Kami menuju antrian busway. Di kaca menuju arah masuk bus tertempel petunjuk yang mengesankan usaha bukan main seriusnya agar perempuan dan laki-laki tidak mengantri dalam barisan yang sama. Kertas anjuran itu terlihat amatiran: Selembar kertas yang diprin dan ditempel dengan isolasi bening, sudah sobek-sobek kecil pula.

"Tampaknya anjuran ini dari lembaga paradoksal tanpa otoritas formal." kataku pada ketua. Dia meng-iya-kan dengan isyarat bibir. Seorang wanita gemuk berkaus putih celana ukuran anak SD kelas lima SD. Memperhatikan kami. Dia masih muda. Umurnya kira-kira dua lima.

Kami pulang dalam kedinginan AC busway yang luarbiasa. Di luar, hujuan turun rintik-rintik perlahan deras; tidak telalu deras.

"Seksi kudefinisikan sebagai penampilan yang mengidentikkan seseorang dengan jenis kelaminnya. Seorang pemuda yang pakai kemeja, dasi, jas dan celana katun seksi sebab itu identik pakaian pria. Tidak ada wanita berpakaian demikian, setidaknya di negara kita. Serang wanita berpakaian memperlihatkan lekuk tubuhnya dikatakan seksi. Perempuan yang berjilbab, rok dan baju longgar-longgar, besar-besar itu seksi sebab tak ada pria bertubuh wanita dan mustahil pria pakai jilbab". Begitu Seksi itu adalah sesuatu yang menunjukkan kesejatian dirinya. Malam hari akan semakin memperlihatkan kesajatiannya dan akan terlihat lebih dramatis ketika kelam, turun hujan pula, tapi hujannya bukan hujan deras: hujan gerimis.

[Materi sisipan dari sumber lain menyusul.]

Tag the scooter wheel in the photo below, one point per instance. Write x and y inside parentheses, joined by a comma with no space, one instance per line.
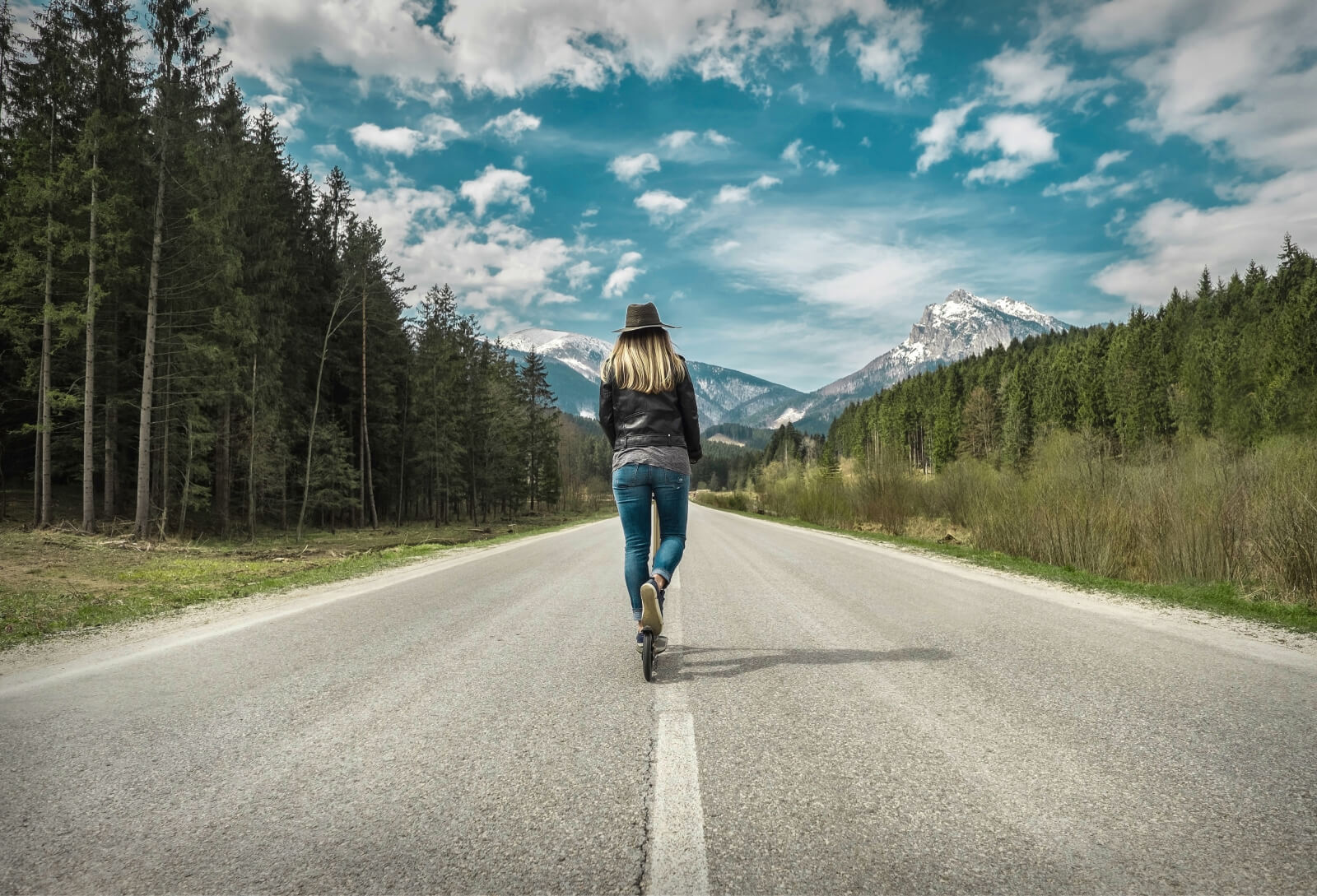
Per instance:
(647,654)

Tadi malam hujan gerimis turun saat kami berada di gerbang Taman Ismail Marzuki. Kami biasa duduk minum kopi di sana. Tapi malam ini beda. Ada dek Eka di sini. Kau tahu kawan, aku yang mengantar dan menjemputnya ke TIM.

"Aduuuh, hujan pula" kata dek Eka.

"Malam yang pekat, hujan pula, bukankah itu seksi?" kataku.

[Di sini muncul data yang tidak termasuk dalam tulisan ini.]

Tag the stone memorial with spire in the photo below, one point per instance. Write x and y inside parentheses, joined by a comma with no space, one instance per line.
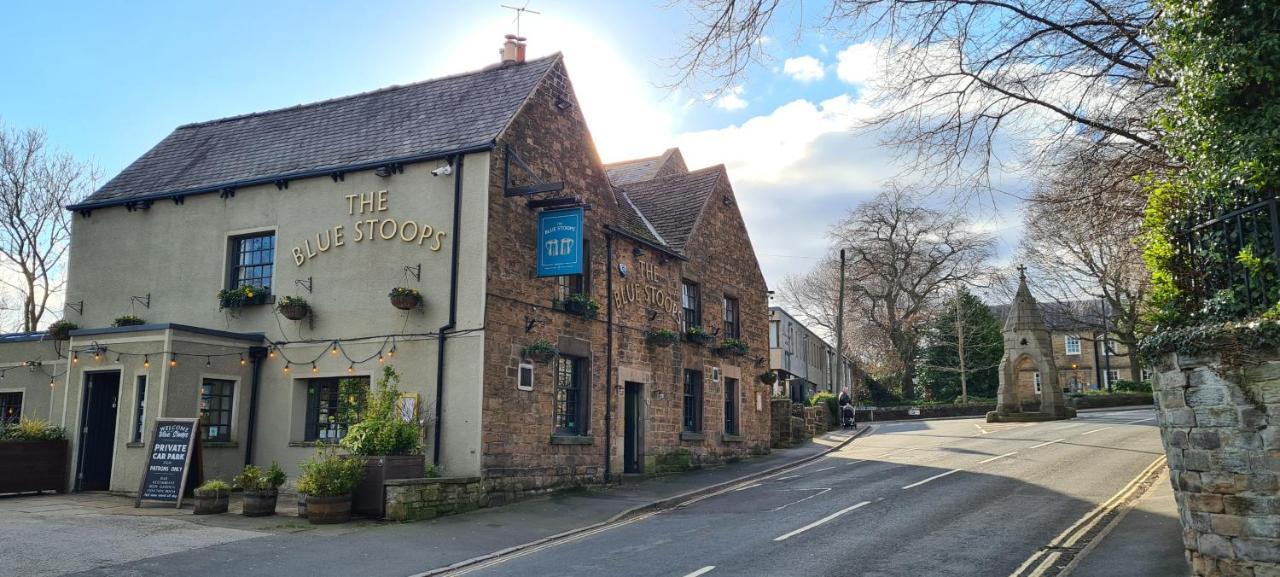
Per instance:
(1028,339)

Dek Eka bengong lagi. Dek Eka bengong itu nikmat. Tapi terlihat dia tidak sepakat. Duhai, kalau saja dek Eka mengetahui getaran jiwaku saat aku dekat dengannya.

"Kalaupun dia tau apapun yang kau rasa padanya, tetap saja dia biasa-biasa saja. Kamu seharusnya ngaca. Kamu itu jelek, kurus, tak berwibawa. Dasar tolol. Tak tau diri. Kau lihat dek Eka dia cantik, manis, ayu, anggun, pintar pula". Otakku memang keparat, menghujatku tak tanggung. Tapi yang membuatku marah besar padanya adalah karena dia sok ikut-ikutan sebut "dek" pada dek Eka. Aku mau hanya aku seorang saja di dunia ini yang memakai "dek" untuk memanggil dek Eka.